Hello @douglas-reid, I'm Gemini Code Assist1! I'm currently reviewing this pull request and will post my feedback shortly. In the meantime, here's a summary to help you and other reviewers quickly get up to speed!

This pull request introduces support for Gemma3 models running locally via Ollama, refactors existing Gemma3 Gemini API integration, and adds a new example.

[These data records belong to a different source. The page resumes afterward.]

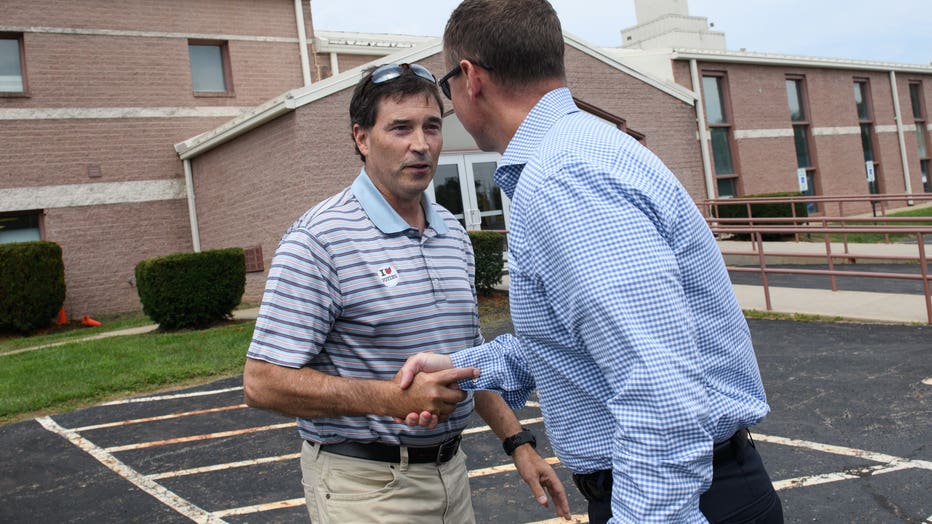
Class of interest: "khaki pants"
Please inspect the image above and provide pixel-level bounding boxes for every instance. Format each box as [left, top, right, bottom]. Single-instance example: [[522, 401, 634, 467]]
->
[[301, 442, 476, 524]]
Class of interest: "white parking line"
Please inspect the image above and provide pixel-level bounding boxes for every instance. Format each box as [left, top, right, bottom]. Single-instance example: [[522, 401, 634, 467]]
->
[[147, 453, 301, 480], [36, 387, 932, 524], [210, 497, 305, 519], [105, 422, 295, 453], [752, 433, 932, 470], [72, 404, 247, 432], [98, 386, 243, 406], [36, 417, 225, 524]]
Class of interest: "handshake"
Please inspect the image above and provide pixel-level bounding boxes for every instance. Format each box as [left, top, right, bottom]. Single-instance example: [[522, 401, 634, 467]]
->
[[392, 353, 479, 428]]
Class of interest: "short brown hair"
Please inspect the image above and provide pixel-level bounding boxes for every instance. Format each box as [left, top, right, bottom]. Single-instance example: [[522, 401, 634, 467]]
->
[[350, 64, 443, 162], [443, 0, 566, 88]]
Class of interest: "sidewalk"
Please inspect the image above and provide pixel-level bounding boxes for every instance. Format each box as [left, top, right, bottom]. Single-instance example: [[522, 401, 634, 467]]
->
[[496, 241, 932, 324], [496, 275, 928, 324]]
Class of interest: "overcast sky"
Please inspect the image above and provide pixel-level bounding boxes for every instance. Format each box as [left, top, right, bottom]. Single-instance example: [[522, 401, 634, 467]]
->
[[311, 0, 932, 65]]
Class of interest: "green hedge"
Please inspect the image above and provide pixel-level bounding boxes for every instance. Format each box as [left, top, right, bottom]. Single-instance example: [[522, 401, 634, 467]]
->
[[136, 248, 246, 330], [0, 241, 65, 333], [712, 192, 809, 240], [469, 231, 505, 295]]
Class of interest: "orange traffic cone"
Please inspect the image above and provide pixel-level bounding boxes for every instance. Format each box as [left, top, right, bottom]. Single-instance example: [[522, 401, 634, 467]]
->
[[55, 306, 68, 326]]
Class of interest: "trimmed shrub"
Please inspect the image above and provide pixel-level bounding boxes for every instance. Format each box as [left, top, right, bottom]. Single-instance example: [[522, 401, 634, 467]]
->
[[0, 241, 65, 333], [468, 231, 505, 295], [713, 192, 809, 240], [136, 248, 246, 330]]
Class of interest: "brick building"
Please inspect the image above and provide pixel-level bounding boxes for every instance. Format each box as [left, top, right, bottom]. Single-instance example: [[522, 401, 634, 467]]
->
[[0, 0, 316, 317], [176, 36, 704, 300], [0, 0, 932, 316], [607, 0, 932, 213]]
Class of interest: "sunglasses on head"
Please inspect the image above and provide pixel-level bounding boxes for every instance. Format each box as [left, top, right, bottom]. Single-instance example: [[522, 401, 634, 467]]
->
[[437, 59, 492, 100], [369, 64, 437, 84]]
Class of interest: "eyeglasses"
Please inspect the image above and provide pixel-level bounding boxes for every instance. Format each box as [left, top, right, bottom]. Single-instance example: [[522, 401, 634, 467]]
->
[[437, 60, 492, 100], [369, 64, 437, 84]]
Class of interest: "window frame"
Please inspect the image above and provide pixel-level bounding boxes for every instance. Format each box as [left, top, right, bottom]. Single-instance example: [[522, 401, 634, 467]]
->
[[0, 32, 29, 98], [786, 74, 821, 214], [0, 209, 45, 243], [909, 80, 932, 193], [852, 77, 884, 194], [699, 69, 744, 198], [187, 38, 236, 98]]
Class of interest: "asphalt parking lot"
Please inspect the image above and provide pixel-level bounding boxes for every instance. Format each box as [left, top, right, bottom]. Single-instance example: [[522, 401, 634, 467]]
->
[[0, 320, 932, 523]]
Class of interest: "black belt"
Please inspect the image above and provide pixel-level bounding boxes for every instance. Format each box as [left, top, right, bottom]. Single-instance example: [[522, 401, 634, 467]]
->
[[308, 435, 462, 464], [573, 429, 754, 501]]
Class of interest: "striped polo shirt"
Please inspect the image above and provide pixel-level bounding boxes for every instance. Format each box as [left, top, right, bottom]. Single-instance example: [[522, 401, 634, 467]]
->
[[247, 170, 482, 446]]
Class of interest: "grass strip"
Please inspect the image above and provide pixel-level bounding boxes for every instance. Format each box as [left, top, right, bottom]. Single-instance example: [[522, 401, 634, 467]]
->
[[0, 322, 254, 423]]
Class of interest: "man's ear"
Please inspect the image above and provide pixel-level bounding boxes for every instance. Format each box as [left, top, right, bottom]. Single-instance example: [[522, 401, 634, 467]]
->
[[460, 60, 483, 98], [353, 124, 369, 157]]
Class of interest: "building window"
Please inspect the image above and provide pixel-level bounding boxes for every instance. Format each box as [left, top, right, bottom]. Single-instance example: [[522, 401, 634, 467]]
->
[[0, 33, 26, 95], [188, 41, 233, 96], [909, 82, 932, 193], [786, 76, 819, 213], [854, 79, 880, 194], [243, 245, 265, 273], [0, 212, 42, 244], [702, 74, 738, 198]]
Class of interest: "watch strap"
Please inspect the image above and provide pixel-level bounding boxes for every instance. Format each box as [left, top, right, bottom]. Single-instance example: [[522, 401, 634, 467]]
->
[[502, 428, 537, 457]]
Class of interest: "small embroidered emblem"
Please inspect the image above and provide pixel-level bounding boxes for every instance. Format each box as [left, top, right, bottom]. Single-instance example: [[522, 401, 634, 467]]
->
[[379, 266, 398, 287]]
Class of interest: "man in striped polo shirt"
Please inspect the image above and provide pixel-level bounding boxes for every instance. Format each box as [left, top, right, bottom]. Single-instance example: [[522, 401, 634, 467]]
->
[[243, 64, 569, 524]]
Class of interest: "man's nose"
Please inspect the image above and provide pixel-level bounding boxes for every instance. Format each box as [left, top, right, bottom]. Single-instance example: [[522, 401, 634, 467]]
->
[[411, 129, 428, 152]]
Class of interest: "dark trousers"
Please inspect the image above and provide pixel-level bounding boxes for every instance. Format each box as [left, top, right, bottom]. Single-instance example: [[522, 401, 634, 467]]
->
[[573, 430, 783, 524]]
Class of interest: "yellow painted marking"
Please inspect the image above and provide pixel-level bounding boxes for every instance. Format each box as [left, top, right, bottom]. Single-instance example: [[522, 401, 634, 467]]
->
[[211, 497, 305, 519], [73, 404, 247, 431], [106, 422, 295, 453], [148, 453, 301, 480]]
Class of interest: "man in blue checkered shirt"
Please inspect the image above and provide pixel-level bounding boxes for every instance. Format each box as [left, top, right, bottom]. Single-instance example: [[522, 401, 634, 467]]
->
[[403, 0, 783, 523]]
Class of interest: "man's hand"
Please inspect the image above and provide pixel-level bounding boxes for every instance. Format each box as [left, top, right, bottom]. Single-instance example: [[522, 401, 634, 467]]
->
[[512, 446, 571, 520], [394, 353, 462, 429], [395, 353, 456, 389], [392, 368, 479, 427]]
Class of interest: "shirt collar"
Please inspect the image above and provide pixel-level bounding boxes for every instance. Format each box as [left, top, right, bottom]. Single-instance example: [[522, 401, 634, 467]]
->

Key changes include a new Gemma3Ollama class, renaming Gemma to Gemma3GeminiAPI, sharing function call processing logic, and using the instructor library for robust JSON parsing. The instructor library is now an optional dependency. The changes were verified through automated and manual tests.

Highlights

  • Intent: This pull request introduces support for Gemma3 models running locally via Ollama, enabling fully-local agent workflows. It also refactors the existing Gemma3 support (via Gemini API) for better clarity and reuse, and adds a new example for local usage.
  • Key Changes: A new Gemma3Ollama class has been added to integrate Gemma3 models with Ollama. The existing Gemma class has been renamed to Gemma3GeminiAPI and its function call processing logic has been refactored into reusable global helper functions. JSON parsing from model responses now uses the instructor library for improved robustness. A new example, hello_world_gemma3_ollama, demonstrates the local integration. The instructor library has been added as an optional dependency.
  • Detailed Changes: In src/google/adk/models/gemma_llm.py, the Gemma3Ollama class was introduced, inheriting from LiteLlm, and includes custom prompt template registration for Ollama. The former Gemma class was renamed to Gemma3GeminiAPI, and its methods for handling function calls (_move_function_calls_into_system_instruction, _extract_function_calls_from_response) were extracted into global helper functions. The JSON parsing within _extract_function_calls_from_response now utilizes instructor.utils.extract_json_from_codeblock. src/google/adk/models/__init__.py was updated to reflect the new class names and their registration. A new example, contributing/samples/hello_world_gemma3_ollama, was added, and the existing hello_world_gemma/agent.py was updated to use Gemma3GeminiAPI. The pyproject.toml file now includes instructor as an optional dependency. Unit and integration tests were updated to align with the class renames, model changes, and the new shared helper functions.
  • Testing: The changes were verified through unit and integration tests, specifically for test_gemma_llm.py. Manual runs of both the hello_world_gemma and the new hello_world_gemma3_ollama examples were performed. Additionally, the multi_tool_agent from the quickstart was manually run using the new Gemma3Ollama LLM, with logs demonstrating successful execution.
Using Gemini Code Assist

The full guide for Gemini Code Assist can be found on our documentation page, here are some quick tips.

Invoking Gemini

You can request assistance from Gemini at any point by creating a comment using either /gemini <command> or @gemini-code-assist <command>. Below is a summary of the supported commands on the current page.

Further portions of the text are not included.